Many issues about a Multivarite Probit purchase model: data simulation, reparameterization and speedup

fitting-issues
performance

#1

Hello,

I’m hoping for your advice about a Multivariate Probit i have to fit, and i know that surely is wrong for my poor experience.

I’m trying to predict purchase in 16 categories using as covariates some characteristics of the customers, card ownership of the store that supply the data and the purchases in the last month in the same categories for the same customers. Then, i try to adapt the approach of this paper (https://doi.org/10.1509/jmkr.42.2.233.62288).

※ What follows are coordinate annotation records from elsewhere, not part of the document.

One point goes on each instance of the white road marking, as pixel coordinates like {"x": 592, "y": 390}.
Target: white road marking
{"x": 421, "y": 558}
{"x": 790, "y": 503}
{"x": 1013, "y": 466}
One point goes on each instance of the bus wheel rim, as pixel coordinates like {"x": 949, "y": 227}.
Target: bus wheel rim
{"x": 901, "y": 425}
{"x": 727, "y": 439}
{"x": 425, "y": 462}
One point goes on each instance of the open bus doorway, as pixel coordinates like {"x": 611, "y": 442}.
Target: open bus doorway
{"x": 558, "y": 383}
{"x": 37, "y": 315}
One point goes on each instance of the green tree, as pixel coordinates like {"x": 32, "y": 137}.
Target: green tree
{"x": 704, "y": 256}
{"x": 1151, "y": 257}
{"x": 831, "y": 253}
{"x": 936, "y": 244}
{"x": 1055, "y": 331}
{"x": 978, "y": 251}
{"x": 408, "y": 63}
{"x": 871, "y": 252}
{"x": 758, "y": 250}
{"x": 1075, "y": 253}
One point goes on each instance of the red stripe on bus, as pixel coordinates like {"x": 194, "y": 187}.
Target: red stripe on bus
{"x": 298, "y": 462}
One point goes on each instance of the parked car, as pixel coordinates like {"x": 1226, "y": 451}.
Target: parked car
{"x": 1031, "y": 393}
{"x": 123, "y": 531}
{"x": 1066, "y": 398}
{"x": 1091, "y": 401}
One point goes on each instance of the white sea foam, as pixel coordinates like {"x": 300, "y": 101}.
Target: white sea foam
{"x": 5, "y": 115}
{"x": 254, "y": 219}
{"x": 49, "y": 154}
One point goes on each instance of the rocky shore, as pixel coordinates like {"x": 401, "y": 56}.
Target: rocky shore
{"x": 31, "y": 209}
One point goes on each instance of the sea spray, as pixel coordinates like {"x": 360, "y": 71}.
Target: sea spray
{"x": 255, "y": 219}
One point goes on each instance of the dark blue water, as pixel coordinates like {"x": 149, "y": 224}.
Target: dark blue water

Then, i will very pleased if you can give some advices about:

  • How i can simulate this kind of data? Obviously, i’m not sure if this model fit the data, so i want to recover known parameters first (i know is not a stan issue, but i need some guidance)
  • With the current model i have the maximum threedepth excedeed warning. I read that a non-centered parameterization could help, how i could apply it in this case ?
  • I’m not sure if i have to include the Jacobian.
  • Any speeding up, because the estimation is very low.

I would be very very grateful if someone can give me some advice on how to best approach this problem. Obviously, i know there are many issues in the post and i don’t want that you do my homework, but everything would be helpful.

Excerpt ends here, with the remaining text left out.